Photo: Richard Beddie
The government needs to do much more if it wants to make a difference to New Zealand’s appalling obesity levels than look at a sugar tax, leading New Zealand exercise expert Richard Beddie says.
Beddie, chief executive of Exercise NZ, says tax on sugary drinks is a small part of the issue and taxing processed foods would be the real end goal if Kiwis were committed to being known as an active nation.
The 2016 annual New Zealand Health Survey found that almost one in three adults aged 15 and over were obese and a further 35 percent of adults were overweight, but not obese.
Beddie says sugar is part of the obesity and type II diabetes problem, but only a small part of the Kiwi overweight issue.
“Sugar or soda taxes will do little to change behaviour and they are more about being seen to be doing something that actually making any measurable difference.

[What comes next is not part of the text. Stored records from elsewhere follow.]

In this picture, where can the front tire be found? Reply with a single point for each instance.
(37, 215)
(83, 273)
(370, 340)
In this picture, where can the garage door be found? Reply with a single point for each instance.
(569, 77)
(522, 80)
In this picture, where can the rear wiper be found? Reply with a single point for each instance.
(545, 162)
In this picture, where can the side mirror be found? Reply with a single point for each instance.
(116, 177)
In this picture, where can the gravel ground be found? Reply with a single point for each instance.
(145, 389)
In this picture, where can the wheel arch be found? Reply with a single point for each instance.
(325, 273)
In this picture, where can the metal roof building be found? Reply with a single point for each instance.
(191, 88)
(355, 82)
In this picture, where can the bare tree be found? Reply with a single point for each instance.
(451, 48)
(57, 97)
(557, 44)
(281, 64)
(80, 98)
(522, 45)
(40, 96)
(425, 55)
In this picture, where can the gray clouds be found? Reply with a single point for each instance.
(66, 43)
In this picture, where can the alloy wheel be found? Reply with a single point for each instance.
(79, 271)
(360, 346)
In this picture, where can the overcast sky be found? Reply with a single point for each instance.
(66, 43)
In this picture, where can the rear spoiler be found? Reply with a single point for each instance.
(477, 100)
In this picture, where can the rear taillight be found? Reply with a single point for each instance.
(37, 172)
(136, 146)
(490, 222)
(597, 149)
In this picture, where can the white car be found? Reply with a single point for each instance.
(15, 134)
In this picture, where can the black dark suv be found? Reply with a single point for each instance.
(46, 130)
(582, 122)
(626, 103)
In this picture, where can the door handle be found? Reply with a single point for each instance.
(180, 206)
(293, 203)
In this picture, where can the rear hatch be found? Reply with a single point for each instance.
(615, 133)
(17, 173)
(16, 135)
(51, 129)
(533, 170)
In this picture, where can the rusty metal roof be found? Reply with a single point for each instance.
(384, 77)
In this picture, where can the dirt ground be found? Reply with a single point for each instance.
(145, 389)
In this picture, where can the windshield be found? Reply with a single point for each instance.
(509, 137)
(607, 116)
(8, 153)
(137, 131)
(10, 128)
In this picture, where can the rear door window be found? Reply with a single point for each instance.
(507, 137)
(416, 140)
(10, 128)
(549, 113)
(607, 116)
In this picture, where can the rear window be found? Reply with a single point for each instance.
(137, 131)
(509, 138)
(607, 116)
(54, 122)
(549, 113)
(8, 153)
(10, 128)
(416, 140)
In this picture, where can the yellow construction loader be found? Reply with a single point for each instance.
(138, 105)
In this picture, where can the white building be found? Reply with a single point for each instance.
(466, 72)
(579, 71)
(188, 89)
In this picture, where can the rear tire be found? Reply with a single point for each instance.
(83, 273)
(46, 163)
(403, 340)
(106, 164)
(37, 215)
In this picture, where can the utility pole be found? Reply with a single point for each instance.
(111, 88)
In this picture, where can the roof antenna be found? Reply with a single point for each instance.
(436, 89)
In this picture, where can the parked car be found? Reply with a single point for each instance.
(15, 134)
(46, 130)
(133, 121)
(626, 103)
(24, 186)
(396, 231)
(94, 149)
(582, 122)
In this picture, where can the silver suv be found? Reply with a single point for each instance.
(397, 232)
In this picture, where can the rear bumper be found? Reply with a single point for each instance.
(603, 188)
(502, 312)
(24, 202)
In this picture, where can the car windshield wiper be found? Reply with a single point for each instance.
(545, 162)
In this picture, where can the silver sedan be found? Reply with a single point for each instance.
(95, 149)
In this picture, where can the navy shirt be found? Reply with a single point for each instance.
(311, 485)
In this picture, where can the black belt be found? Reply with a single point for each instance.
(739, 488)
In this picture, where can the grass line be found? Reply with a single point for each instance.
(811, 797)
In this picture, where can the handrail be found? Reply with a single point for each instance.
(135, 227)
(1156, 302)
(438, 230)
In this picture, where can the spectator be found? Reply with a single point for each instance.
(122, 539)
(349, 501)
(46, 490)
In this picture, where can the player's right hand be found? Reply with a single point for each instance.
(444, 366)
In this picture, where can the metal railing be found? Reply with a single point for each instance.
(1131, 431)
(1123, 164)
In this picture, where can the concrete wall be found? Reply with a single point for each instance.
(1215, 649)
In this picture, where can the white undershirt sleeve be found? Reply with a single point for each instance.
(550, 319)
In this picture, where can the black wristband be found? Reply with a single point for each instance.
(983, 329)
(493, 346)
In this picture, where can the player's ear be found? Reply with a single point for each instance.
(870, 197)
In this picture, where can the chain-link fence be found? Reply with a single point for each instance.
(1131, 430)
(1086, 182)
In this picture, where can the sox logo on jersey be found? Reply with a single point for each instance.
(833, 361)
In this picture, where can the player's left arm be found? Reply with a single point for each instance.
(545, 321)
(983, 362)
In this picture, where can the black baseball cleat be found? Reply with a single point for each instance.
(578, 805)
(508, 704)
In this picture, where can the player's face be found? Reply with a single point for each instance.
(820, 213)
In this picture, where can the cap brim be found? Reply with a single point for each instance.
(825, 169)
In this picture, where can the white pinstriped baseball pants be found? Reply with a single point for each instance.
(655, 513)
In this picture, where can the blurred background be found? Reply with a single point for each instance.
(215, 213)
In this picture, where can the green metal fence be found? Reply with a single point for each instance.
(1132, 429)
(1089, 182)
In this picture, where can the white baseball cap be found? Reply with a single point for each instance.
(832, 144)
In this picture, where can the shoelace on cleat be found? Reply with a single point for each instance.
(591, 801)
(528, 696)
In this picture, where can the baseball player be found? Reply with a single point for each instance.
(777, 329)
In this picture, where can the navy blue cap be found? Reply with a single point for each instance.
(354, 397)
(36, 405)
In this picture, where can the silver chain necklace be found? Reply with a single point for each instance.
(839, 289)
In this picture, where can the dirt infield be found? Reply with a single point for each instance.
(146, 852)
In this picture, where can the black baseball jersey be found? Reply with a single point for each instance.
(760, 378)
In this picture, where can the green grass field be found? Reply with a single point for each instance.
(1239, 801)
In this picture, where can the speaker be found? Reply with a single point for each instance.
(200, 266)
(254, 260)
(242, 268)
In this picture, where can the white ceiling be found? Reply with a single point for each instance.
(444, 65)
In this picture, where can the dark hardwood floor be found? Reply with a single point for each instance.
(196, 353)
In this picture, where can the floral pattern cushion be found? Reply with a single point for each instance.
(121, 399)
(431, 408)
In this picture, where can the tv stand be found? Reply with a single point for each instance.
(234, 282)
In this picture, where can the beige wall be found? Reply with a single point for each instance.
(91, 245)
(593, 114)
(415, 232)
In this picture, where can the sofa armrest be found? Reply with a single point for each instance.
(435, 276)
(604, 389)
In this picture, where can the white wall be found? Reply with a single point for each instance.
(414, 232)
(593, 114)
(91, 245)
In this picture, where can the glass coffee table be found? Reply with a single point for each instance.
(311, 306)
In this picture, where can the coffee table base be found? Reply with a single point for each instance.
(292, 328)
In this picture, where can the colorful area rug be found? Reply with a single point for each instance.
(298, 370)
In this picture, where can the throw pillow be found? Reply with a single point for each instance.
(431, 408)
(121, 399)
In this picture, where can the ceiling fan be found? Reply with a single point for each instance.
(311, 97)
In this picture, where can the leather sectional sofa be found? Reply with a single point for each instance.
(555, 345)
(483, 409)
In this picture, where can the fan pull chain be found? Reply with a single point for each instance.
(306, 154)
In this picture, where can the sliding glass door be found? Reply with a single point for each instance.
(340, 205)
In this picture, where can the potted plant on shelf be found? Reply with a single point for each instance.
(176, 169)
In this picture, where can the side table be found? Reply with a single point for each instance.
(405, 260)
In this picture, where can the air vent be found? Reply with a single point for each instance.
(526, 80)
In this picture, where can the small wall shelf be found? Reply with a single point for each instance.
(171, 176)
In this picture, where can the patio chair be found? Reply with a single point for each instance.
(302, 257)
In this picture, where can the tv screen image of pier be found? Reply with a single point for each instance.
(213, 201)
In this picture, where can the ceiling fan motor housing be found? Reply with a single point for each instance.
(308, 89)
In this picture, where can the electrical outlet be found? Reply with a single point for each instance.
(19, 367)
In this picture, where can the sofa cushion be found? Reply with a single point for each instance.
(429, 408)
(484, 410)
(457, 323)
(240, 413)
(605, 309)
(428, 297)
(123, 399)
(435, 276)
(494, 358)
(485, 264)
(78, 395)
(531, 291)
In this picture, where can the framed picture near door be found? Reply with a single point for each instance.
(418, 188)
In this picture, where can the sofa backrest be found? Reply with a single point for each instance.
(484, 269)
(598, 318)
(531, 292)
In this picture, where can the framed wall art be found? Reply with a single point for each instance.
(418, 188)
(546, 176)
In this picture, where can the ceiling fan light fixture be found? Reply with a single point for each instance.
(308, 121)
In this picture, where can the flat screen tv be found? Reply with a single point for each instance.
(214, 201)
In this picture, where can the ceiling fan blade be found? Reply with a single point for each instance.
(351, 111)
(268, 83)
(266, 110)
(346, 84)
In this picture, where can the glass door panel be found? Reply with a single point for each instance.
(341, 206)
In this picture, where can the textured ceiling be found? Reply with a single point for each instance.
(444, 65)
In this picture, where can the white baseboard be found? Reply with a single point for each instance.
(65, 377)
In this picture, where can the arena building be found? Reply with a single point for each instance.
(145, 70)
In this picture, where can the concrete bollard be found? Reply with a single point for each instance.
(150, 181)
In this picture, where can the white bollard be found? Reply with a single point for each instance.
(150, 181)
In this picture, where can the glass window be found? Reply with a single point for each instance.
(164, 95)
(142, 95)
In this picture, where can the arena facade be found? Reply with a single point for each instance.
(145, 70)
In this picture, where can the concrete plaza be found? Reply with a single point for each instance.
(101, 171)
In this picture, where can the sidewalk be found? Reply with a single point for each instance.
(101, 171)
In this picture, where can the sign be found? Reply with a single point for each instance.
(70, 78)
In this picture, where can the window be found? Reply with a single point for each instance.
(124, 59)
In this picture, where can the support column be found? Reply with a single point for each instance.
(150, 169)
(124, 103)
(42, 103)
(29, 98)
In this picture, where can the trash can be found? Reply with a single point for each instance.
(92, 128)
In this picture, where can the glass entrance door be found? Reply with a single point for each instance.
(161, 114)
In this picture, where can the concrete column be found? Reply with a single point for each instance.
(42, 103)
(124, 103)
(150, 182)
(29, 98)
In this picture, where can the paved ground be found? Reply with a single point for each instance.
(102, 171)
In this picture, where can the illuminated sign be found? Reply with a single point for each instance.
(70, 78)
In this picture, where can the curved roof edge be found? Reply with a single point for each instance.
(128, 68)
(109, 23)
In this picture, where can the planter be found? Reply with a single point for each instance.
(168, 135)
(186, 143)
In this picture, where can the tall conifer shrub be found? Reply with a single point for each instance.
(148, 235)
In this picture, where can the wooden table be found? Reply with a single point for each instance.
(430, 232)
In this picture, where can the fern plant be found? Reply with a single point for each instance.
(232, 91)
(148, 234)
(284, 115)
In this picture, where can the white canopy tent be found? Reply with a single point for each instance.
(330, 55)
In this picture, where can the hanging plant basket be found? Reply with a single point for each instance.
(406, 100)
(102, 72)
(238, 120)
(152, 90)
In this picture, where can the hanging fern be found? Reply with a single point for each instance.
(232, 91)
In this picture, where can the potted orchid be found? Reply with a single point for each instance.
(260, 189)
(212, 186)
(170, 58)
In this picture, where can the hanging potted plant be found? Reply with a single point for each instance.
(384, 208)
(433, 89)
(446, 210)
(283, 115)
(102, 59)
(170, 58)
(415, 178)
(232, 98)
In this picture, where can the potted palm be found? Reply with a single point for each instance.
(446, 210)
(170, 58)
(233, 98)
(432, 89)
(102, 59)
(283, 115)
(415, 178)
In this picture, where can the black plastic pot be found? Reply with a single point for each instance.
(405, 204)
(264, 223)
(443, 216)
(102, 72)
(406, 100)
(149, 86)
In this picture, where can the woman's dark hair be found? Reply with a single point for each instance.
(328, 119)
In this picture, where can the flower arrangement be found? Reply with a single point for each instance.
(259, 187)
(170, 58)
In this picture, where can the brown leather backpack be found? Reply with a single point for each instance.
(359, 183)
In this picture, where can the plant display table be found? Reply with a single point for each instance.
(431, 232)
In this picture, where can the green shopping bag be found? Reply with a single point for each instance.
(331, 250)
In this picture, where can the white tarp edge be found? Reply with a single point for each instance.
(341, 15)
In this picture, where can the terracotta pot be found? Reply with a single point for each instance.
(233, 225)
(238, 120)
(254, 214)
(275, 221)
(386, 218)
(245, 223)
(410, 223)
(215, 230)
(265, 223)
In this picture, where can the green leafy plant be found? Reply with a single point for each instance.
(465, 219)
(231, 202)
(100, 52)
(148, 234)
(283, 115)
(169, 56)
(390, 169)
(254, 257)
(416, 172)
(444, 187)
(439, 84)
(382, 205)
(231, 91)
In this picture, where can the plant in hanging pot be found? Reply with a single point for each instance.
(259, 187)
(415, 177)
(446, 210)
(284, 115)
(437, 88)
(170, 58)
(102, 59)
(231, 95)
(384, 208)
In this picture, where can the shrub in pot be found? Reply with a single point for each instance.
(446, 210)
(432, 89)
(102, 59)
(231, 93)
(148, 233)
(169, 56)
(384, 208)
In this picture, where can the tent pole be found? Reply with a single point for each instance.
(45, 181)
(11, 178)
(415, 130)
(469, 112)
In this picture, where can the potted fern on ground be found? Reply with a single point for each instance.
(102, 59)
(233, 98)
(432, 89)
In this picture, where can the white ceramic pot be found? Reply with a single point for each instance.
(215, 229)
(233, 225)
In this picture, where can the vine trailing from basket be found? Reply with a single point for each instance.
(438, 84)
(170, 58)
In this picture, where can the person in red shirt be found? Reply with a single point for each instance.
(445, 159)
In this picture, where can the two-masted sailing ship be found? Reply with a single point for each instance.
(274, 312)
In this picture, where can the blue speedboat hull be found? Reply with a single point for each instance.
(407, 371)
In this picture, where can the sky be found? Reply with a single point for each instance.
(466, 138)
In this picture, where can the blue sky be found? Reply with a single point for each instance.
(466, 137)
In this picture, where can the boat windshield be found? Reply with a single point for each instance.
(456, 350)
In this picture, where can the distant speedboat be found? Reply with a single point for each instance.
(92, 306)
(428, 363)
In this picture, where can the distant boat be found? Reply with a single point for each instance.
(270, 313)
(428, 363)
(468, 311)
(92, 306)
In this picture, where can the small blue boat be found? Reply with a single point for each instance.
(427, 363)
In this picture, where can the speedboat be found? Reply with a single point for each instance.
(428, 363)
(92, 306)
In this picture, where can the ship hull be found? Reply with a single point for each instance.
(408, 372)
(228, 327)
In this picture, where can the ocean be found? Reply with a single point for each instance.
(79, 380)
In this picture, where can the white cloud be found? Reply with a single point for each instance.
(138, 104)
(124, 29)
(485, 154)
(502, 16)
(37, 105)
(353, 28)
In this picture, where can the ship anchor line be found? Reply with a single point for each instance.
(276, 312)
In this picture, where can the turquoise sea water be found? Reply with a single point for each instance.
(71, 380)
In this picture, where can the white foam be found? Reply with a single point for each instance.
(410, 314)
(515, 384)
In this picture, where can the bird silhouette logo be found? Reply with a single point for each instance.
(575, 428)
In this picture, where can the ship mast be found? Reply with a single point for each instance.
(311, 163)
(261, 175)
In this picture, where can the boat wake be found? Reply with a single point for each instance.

“Other countries such as Mexico and France are showing very limited effect on the tax. Soda is cheap, adding a 10 percent tax still makes it cheap.
“For any tax to change behaviour it needs to be on all highly processed foods and then used to subsidise real food, and physical activity. In reality, this is beyond where most governments are prepared to go.
“We would also see a lot of unintended consequences. In this case one being an increase in artificial sweeteners. Replacing one bad item for another one is a flawed and dangerous approach.
“Those advocating for a sugar tax often come from the exercise industry, but I’ve yet to see any economists arguing for one. Understanding how markets react to prices, and in this case relatively small increases, is what needs to be studied.
“The public should not listen to soda giants when they say they want to be part of the solution. They are part of the problem and don’t care as long as they keep selling their product.
“The worst consumables - anything that is mainly sugar with no nutritional value – is soft drink. However, keep in mind many breakfast cereals are nothing but processed rubbish and sugar too.
“The worst foods are those that pretend to be good for you but aren't, such as many processed bars, breakfast cereals, even ultra-processed breads with a few grains thrown in claiming to be natural,” Beddie says.